Whats the name of that melancholy military tune played by a single trumpet on Remembrance Sunday?
For the Yanks who all say Taps, fine, that might be your Remembrance tune, but Remembrance Sunday IS NOT AMERICAN!! What is played in the UK is the Last Post. It’s one of the most evocative pieces of bugle music in the world, and one of only two pieces of music in the world that bring tears to my eyes. The other is the pipe tune Highland Cathedral.
Last Post is a bugle call used at military funerals and ceremonies commemorating those who have fallen in war. Last Post is used in public ceremonials commemorating the war dead, particularly on Remembrance Day in the Commonwealth of Nations (known as Veterans Day in the United States). In Australia and New Zealand it is also played on ANZAC Day. Since 1928 Last Post has been played every evening by buglers of the local Last Post association at the war memorial at Ieper (Ypres) in Belgium known as the Menin Gate, commemorating the British Empire dead at the Battle of Ypres during the First World War. Last Post was used by British forces in North America in colonial times, but its function was taken over in the United States by Taps, which has been used by the United States Army since 1862.

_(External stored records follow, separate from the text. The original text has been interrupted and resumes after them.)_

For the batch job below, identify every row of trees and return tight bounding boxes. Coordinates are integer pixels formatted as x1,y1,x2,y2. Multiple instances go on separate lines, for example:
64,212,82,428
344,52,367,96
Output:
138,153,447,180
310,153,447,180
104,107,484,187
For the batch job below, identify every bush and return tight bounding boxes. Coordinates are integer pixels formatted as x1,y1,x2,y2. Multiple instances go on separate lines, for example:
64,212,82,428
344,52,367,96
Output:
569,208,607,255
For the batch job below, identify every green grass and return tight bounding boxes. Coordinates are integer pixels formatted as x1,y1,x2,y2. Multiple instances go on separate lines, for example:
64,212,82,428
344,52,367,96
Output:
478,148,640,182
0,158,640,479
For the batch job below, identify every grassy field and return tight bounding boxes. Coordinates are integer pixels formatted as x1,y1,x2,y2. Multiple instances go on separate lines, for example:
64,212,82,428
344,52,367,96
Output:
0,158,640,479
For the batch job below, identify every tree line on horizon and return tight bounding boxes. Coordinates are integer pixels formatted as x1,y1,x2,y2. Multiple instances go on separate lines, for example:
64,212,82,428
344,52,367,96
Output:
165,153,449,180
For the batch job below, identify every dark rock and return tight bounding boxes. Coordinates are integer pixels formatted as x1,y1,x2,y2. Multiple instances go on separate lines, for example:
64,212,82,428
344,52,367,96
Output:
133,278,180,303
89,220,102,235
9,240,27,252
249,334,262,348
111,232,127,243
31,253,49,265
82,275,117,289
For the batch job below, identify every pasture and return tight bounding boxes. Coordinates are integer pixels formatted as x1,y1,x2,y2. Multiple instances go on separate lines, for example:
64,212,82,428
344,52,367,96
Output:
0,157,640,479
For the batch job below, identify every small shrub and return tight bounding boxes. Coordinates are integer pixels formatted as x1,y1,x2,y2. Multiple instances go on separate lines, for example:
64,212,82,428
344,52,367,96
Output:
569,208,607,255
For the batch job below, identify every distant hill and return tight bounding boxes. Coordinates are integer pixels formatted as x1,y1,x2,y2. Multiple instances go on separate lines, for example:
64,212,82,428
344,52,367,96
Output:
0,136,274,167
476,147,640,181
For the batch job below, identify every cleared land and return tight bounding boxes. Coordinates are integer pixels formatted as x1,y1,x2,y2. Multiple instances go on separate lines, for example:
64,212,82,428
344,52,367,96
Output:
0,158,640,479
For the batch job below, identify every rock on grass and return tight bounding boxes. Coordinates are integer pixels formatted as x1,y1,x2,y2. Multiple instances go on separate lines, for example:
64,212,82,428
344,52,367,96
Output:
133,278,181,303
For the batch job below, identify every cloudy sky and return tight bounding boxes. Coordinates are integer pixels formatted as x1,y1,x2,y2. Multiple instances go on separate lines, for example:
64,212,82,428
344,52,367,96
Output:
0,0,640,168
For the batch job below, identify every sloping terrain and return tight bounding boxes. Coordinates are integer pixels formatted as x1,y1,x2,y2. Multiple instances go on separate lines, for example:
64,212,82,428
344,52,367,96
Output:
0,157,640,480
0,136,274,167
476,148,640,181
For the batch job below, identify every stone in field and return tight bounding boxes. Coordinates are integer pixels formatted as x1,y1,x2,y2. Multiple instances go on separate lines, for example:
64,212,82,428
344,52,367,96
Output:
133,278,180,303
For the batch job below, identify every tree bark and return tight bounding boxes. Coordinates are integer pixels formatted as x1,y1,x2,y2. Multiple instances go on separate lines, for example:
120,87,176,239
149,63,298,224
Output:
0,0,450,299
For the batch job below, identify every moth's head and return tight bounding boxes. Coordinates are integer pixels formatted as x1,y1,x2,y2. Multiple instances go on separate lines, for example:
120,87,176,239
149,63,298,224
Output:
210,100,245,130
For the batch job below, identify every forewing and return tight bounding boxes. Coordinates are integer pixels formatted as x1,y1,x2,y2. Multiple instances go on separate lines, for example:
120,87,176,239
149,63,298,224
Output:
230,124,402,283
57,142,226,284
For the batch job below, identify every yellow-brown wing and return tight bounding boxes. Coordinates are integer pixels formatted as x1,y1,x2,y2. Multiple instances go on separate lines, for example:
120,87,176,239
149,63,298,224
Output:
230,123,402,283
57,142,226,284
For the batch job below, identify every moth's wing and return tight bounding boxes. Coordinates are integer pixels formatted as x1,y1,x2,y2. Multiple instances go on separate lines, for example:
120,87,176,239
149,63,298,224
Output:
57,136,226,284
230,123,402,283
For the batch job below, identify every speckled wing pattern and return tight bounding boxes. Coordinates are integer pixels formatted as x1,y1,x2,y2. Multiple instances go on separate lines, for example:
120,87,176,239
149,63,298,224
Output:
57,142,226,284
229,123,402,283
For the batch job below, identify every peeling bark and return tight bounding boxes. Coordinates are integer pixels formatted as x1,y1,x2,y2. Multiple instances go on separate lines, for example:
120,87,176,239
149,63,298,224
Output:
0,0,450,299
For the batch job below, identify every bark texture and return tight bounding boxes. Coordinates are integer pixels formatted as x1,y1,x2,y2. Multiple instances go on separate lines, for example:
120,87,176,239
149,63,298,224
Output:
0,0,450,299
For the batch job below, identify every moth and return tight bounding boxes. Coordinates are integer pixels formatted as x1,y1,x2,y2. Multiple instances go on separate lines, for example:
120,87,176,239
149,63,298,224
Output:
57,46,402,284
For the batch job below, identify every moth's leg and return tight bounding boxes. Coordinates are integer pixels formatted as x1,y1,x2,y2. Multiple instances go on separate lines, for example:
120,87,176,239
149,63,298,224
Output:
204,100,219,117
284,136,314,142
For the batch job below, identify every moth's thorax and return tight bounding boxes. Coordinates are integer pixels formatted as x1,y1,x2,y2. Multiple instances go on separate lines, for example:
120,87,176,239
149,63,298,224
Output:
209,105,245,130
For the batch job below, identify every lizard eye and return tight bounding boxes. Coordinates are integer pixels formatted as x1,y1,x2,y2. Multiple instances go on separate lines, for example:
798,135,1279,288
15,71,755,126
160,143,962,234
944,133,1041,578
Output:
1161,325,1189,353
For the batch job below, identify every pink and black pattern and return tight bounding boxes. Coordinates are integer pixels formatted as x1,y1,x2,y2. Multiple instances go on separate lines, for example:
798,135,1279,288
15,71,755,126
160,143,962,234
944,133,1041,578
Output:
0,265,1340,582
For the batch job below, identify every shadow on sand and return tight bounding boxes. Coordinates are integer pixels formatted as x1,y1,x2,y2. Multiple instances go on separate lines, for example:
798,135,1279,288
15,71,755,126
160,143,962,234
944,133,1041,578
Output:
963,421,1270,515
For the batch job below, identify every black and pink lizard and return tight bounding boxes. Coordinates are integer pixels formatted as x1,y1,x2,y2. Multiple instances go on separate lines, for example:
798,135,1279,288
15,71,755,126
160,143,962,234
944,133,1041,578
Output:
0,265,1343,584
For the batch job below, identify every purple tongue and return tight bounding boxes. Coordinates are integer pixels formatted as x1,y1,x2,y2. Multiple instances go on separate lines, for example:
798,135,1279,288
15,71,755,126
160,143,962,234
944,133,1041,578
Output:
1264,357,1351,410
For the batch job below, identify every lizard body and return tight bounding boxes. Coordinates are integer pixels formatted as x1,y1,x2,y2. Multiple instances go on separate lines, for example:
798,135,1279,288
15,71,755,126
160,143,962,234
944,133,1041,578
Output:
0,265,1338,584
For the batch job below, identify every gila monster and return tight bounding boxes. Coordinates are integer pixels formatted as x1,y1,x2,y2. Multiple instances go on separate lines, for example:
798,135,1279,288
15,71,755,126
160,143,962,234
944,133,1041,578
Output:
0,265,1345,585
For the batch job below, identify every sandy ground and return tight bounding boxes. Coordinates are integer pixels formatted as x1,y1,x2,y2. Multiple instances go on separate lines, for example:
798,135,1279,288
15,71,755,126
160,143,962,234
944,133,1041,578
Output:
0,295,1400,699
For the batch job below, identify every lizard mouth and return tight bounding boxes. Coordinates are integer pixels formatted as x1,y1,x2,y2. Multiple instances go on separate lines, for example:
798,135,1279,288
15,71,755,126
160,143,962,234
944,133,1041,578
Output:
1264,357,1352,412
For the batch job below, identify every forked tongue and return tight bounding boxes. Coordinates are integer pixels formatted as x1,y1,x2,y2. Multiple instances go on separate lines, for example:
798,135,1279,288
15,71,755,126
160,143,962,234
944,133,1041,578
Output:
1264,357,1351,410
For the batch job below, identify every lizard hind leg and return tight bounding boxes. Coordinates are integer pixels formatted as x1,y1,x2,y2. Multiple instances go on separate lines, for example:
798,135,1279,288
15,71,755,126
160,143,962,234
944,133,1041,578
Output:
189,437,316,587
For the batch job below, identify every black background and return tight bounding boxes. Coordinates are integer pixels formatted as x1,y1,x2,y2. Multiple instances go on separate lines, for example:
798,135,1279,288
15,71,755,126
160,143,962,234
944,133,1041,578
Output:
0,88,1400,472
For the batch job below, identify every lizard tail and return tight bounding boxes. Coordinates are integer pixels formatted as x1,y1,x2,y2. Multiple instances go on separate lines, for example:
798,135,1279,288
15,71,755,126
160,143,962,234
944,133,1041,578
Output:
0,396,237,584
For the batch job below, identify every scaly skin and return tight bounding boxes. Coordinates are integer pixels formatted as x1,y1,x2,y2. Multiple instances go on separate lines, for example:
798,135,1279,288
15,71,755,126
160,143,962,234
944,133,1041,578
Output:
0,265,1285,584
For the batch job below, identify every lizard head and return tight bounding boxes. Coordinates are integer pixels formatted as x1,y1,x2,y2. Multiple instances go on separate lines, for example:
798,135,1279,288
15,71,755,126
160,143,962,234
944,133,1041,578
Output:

Taps, “Of all the military bugle calls, none is so easily recognized or more apt to render emotion than the call Taps. The melody is both eloquent and haunting, while the history of its origin is interesting and somewhat clouded in controversy. In the British army, a similar type of signal called Last Post has been sounded over soldiers’ graves since 1885, but the use of Taps is unique to the United States military, since the call is sounded at funerals, wreath-laying ceremonies, and memorial services.